Exercise 5 - Including a peripheral on your platform

Motivation

Objectives

Activity

Attention: All the files you need for this activity are available at / home / staff / rodolfo / mc723 / download.

In each part, read the entire statement once before carrying out your activities.

Part 1 - Inclusion of a basic peripheral

An overview of the platform so far: 3 components (processor, caches, router and memory) that are code executed on your computer (x86) and a program that was compiled for MIPS and is running (simulated) within the platform.

The next step is to create a new peripheral to include on the platform. This peripheral will have the code very similar to the memory, except for the storage part, and will be used heavily in your work. The specification is very simple: it only stores a 32-bit value (initially zeroed), every reading returns the stored value and changes the value to 1. Every write writes the requested value. The operation of this peripheral allows to simulate an instruction of load and increment, whose main purpose is to control competition. See the example: suppose two processors running exactly the same code at almost the same time:

volatile int * lock = (int *) ENDERECO_LOCK;

// Wait for the value to be 0
while (* lock);
// Do something in the critical region
...
// Releases the critical region
* lock = 0;

One of the processors will arrive at the while first and will read the value 0, passing directly to the critical region. At this point, he can execute the code he wants without the other processor getting in the way. In the meantime, the other processor will be executing the while (remember that the first reading of the peripheral will return 0 and change the value to 1). After the first processor closes the critical region, it can release the lock, allowing the second processor to enter the critical region. This is true for as many processors as needed. You can even define an AquireLock macro with the while and another ReleaseLock with the last line of the example.

To include the peripheral, start from the memory code, implement the new peripheral, add a new master port on the router and change the router code to send readings to the Lock address for Lock and the rest to the memory. What is Lock's desired address? Looking at the source code of the platform and MIPS, you can see that they use 5Mb of memory, so you can use the next word as the base address.

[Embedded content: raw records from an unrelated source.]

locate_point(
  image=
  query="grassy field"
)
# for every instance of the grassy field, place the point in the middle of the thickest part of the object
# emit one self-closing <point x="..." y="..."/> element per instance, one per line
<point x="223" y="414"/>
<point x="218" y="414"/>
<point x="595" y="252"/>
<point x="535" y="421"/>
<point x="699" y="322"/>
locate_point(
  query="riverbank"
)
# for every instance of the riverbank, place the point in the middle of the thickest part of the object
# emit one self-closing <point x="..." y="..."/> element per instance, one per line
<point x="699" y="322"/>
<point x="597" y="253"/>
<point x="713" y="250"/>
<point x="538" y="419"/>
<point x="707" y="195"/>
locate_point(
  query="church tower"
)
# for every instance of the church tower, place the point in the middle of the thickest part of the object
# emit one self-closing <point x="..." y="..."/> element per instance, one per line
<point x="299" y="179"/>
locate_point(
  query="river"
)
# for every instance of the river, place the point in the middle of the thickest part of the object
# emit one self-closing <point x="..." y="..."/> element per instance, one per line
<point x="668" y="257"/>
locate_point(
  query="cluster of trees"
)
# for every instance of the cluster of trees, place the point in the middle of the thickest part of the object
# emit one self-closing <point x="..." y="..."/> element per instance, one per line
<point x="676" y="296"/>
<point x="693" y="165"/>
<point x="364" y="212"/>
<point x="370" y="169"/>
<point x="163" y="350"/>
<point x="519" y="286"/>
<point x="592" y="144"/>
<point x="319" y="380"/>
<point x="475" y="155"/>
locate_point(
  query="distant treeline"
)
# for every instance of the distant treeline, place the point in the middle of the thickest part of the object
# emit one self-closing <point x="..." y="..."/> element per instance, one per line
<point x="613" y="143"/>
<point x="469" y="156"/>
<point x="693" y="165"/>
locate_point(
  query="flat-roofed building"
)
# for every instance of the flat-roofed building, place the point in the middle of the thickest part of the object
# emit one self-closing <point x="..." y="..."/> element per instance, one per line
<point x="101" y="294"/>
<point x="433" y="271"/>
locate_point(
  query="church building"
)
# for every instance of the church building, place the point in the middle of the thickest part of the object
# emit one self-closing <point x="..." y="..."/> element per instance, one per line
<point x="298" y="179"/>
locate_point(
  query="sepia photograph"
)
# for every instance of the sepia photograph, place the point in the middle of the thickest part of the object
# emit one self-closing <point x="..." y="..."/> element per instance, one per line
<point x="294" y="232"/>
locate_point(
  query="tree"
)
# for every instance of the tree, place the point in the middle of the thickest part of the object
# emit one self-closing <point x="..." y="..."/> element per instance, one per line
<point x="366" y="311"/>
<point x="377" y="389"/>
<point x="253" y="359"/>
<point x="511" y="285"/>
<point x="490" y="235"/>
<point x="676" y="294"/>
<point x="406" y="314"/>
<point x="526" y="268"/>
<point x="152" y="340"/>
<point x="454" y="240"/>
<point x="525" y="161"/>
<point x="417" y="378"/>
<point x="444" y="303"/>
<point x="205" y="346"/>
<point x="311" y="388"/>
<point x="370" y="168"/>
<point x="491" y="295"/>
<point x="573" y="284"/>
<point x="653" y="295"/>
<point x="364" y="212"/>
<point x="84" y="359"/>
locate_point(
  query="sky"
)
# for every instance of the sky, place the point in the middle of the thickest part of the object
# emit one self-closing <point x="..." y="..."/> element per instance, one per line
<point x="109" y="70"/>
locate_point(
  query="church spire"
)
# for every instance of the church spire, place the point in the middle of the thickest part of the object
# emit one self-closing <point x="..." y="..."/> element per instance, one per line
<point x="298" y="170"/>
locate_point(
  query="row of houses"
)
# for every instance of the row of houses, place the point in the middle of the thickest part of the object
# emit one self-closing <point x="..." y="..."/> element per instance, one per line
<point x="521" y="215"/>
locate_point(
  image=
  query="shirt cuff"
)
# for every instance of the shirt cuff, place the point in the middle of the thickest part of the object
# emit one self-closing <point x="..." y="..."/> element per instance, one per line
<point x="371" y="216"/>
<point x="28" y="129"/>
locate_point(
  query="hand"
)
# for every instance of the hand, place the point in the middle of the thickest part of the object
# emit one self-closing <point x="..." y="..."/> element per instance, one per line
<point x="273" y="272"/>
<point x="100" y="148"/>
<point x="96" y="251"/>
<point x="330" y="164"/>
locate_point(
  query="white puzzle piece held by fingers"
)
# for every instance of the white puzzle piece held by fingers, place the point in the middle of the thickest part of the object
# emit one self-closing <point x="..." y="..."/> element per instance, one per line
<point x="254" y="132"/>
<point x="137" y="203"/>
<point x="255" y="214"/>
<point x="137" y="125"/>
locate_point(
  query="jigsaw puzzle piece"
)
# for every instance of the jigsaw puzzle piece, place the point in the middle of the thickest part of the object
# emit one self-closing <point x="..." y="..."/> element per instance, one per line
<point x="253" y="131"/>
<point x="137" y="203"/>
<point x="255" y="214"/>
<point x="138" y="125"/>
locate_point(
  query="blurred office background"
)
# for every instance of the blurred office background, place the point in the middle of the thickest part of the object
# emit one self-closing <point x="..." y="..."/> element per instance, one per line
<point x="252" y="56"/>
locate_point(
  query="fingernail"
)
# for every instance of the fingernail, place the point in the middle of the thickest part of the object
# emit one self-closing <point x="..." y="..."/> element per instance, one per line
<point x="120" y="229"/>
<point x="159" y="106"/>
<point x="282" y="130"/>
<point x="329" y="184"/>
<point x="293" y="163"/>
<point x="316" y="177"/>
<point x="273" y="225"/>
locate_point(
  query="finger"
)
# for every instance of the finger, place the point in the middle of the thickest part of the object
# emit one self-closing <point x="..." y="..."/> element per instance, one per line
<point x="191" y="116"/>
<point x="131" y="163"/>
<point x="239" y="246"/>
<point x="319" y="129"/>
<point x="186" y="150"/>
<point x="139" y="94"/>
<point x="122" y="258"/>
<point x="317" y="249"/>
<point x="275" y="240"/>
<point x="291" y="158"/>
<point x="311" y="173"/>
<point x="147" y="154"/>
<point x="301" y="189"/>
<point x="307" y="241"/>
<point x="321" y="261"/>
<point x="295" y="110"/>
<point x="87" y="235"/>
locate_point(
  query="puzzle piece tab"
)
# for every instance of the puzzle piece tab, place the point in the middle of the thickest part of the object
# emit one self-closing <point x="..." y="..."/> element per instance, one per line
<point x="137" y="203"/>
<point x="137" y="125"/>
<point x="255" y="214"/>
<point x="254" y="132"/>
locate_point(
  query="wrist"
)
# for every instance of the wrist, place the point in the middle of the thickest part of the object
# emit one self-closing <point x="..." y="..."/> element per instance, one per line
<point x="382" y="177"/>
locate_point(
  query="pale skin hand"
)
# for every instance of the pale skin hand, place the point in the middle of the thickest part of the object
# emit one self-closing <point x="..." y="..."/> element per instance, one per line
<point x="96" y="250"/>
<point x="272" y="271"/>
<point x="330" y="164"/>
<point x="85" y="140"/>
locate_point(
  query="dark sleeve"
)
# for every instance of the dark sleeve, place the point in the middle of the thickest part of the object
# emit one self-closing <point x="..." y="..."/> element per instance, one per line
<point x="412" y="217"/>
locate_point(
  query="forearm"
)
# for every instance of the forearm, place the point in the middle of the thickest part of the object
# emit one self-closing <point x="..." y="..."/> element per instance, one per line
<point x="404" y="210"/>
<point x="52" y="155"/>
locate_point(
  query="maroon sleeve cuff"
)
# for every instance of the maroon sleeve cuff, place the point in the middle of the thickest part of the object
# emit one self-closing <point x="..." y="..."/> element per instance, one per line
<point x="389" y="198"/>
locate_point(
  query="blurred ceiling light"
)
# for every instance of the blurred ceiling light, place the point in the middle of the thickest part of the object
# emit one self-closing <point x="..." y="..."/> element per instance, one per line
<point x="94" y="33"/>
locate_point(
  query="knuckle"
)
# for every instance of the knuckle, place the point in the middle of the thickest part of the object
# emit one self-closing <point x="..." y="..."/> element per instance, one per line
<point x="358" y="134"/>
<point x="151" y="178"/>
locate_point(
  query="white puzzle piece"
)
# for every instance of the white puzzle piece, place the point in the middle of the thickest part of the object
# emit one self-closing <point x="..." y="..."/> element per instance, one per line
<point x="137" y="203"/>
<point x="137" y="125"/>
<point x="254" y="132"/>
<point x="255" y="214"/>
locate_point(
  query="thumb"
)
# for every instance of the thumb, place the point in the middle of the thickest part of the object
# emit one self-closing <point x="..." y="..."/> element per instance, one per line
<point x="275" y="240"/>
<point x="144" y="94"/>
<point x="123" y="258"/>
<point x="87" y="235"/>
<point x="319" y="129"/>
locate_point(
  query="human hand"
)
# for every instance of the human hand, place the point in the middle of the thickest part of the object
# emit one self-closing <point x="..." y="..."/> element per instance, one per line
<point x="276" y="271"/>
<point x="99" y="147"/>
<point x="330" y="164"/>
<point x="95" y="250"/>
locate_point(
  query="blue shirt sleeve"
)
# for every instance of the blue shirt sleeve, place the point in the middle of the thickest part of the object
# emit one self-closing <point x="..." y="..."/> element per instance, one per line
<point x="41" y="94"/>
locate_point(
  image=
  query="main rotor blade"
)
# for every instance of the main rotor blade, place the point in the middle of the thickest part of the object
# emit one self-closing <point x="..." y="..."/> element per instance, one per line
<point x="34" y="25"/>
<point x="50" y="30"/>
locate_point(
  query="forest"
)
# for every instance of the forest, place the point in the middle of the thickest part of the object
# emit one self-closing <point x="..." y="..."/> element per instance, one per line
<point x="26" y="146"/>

Make a program that reads the peripheral several times and shows the values ​​read on the screen. In a future activity you will have a multicore platform and will be able to test the code like the one above. You must have noticed something strange happening, did your values ​​change as expected? The problem here is that the cache is holding the data from the last reading, faithfully fulfilling the functionality you expect from it.

Part 2 - Limiting the working cache address range

To solve the problem of the previous part, you must change the encoding of your cache, from the previous exercise, to only store the values ​​if they are in a certain address range. By the previous coding example, you cannot store values ​​that are outside the initial 5Mb limit of memory.

This addressing limit in the cache is common practice in processors when it comes to addressing peripherals.

Part 3 - Resetting the peripheral's base address

The simplest way to indicate the address of a peripheral is through the router, which must check the value of the address field and send it to the peripheral. The big problem here is that each peripheral can have multiple addresses allocated to it. See the example of the memory that has 5M addresses. Whenever a peripheral has more than one address, its internal address is always considered to start at zero. Thus, in the activity in the previous part, the address 5M should be seen as the base address and sent as 0 to Lock. Implement this on your platform.

Working with different base addresses and keeping internal addresses always starting at zero allows you to move a peripheral from one address to another without having to worry about anything else, as everything will continue to work.

Part 4 - Inclusion of a more elaborate peripheral

Now it's time to use a peripheral to accelerate the platform's performance. First, let's define a program as a metric. Implement a program that performs matrix multiplication. To make it easier, use square matrices, generated with the following property: a [i, j] = i + j.

The first version of your program should work with integers, define an array size so that the code runs around 5s. Now transform your matrix from integer to double. How long did your program run? This time difference is due to the fact that the simulator uses a floating point number emulation library, not having a native implementation. For this reason, you must now create 1 peripheral that performs the multiplication of two numbers of type double. Here's what you need:

  1. Define the input and output parameters. Precise multiplication of 2 inputs and 1 output
  2. Define an address for each of these parameters. What is the size of a double?
  3. Define a communication protocol with this peripheral. My suggestion is to use the simplest of all: send the first number, then the second, then read the answer. The execution of the peripheral functionality can be done at the time of requesting the response.

This peripheral will have to deal with the difference in endian between local architecture (x86) and MIPS. You haven't had to worry about this until now as the simulator itself solves 32-bit endian problems but a double is bigger than this. How to fix the problem?

Measure the time now again and see if your device is faster.

Create a new peripheral with the functionality of adding two double numbers and see how much its performance improves.

Delivery

The code for this activity will have to be delivered. Send the report through Susy and keep the code in your area until I request it. Submit a report only 1 page describing the activity performed and the results obtained.